National anti-corruption units
The Draft Directive also requires that Member States implement preventive anti-corruption measures in their national legislation. Member States are to raise public awareness of the “harmfulness of corruption” and ensure transparency and accountability in public administration. Member States must also establish one or more bodies or organisational units tasked with the prevention of corruption (“anti-corruption units”), reminiscent of the French Anti-Corruption Agency (AFA) and the Federal Office for Economic Affairs and Export Control (BAFA) in its capacity as the authority responsible for monitoring compliance with the Act on Corporate Due Diligence Obligations in Supply Chains (LkSG). Member States must provide their anti-corruption units with an adequate number of qualified staff and financial resources necessary to ensure their independence.
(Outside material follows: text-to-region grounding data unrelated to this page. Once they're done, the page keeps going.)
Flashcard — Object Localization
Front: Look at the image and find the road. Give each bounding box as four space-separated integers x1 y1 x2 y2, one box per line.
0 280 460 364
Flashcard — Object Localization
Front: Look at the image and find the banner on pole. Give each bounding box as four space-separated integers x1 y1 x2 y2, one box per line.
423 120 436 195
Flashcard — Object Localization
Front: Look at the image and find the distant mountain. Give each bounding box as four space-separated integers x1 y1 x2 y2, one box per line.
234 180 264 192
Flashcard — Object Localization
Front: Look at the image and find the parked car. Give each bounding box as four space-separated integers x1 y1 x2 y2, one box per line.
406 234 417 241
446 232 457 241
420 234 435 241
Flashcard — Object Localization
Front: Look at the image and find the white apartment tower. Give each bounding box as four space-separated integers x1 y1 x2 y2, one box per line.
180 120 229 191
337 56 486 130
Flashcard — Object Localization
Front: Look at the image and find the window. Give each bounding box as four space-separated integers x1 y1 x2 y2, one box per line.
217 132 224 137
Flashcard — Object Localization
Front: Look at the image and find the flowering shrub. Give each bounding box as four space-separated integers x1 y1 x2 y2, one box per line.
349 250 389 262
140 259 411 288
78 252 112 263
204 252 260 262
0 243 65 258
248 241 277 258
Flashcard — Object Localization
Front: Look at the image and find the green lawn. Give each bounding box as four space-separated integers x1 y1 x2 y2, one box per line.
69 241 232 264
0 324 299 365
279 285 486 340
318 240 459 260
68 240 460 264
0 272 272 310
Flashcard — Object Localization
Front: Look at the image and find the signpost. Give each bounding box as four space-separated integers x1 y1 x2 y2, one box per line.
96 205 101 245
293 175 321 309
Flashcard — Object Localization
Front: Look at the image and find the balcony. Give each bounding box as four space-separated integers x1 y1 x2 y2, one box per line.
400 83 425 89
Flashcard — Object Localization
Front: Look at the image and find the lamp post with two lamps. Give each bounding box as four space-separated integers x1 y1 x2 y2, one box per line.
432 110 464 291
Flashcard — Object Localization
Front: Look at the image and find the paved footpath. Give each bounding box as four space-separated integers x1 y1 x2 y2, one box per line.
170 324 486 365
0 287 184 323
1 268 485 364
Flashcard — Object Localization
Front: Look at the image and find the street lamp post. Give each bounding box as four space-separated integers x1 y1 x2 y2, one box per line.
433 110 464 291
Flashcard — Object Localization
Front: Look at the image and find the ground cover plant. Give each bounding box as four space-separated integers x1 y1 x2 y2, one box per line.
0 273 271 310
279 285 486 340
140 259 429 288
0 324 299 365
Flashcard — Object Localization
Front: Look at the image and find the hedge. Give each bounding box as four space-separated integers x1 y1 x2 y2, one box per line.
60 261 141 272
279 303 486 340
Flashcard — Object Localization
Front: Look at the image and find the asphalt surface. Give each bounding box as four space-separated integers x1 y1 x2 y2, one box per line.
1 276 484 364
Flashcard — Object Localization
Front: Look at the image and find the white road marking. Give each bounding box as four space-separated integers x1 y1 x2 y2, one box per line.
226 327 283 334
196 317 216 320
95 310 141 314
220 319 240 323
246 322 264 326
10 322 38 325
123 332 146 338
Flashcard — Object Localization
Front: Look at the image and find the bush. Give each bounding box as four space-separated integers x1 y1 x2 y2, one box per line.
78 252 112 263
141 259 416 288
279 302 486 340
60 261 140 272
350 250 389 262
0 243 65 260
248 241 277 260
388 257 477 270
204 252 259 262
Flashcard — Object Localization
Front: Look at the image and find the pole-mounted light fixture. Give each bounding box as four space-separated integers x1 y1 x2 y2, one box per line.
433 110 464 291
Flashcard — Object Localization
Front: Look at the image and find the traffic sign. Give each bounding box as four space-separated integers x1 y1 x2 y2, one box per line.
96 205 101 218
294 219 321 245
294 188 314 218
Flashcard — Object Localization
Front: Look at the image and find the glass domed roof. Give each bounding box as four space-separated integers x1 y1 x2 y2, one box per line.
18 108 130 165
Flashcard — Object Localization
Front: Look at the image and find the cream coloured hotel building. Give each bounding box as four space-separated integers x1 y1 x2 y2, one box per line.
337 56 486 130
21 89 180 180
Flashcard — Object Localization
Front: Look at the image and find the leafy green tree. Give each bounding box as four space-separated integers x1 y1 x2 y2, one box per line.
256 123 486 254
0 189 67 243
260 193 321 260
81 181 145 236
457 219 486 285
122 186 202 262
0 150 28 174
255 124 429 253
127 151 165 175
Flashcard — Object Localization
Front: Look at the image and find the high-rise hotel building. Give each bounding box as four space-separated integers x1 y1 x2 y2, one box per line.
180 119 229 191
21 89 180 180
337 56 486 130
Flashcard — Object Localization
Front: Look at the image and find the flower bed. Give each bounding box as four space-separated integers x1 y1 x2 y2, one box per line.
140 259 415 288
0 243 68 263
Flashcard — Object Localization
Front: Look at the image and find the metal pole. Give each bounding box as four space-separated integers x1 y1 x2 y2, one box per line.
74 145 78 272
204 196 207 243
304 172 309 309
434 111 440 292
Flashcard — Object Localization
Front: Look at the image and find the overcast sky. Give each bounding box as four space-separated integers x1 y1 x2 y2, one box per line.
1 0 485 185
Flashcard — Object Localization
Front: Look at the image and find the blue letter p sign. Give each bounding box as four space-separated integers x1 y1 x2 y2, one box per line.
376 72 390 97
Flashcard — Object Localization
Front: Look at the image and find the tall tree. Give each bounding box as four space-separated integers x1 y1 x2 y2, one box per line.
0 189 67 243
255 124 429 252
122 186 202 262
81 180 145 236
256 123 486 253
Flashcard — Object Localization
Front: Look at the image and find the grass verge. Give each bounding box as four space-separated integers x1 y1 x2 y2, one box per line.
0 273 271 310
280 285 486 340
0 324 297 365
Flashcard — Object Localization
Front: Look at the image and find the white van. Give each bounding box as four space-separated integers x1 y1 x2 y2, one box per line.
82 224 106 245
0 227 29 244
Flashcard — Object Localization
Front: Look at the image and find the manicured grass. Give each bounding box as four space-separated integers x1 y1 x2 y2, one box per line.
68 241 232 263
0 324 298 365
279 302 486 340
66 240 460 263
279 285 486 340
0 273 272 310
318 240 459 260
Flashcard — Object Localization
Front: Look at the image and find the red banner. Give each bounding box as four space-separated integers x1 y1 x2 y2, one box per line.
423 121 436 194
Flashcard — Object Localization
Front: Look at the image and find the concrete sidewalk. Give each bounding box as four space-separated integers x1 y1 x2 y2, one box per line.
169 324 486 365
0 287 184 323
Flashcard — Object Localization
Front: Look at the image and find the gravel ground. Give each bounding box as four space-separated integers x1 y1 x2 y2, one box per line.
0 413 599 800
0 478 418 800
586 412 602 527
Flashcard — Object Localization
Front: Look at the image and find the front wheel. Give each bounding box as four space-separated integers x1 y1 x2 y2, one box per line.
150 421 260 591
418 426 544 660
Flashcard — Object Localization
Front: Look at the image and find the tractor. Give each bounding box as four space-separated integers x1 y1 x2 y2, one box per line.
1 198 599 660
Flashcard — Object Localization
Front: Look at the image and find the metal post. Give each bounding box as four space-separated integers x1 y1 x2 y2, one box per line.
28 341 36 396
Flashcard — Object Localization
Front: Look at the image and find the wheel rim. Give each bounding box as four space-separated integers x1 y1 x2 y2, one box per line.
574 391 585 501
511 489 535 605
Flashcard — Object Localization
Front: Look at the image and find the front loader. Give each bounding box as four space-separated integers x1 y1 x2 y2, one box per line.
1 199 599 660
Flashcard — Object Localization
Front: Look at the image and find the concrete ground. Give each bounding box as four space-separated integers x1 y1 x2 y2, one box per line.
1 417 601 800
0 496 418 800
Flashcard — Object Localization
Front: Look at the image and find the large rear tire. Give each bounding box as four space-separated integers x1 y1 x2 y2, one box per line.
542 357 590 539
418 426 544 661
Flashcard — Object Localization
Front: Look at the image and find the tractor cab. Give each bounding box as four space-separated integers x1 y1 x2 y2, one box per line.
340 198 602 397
While the Directive does not define anti-corruption units’ specific tasks and competencies, their mere establishment will create a certain level of awareness of anti-corruption efforts.
Conclusion
Although changes to the Draft Directive are to be expected in the course of the legislative process, the draft already signals the Member States’ determination to get tougher on corruption. Under the current draft, companies could face fines of up to five percent of their worldwide turnover – which would result in significantly more severe penalties than current German law affords. At the same time, the European legislator is creating legal certainty by providing an explicit legal basis for considering preventive measures and cooperative behaviour as mitigating factors. In particular, the bar for what counts as cooperation on establishing the facts for purposes of mitigating a sentence appears to be much lower than in the draft of the German Corporate Sanctions Act. It remains to be seen whether the German legislator will limit itself to reforming section 30 OWiG or make a new attempt at passing a corporate sanctions act. In any case, corporate decision makers should familiarise themselves with the regulations early on and critically review their compliance measures to ensure they are appropriate – and implement new measures where required.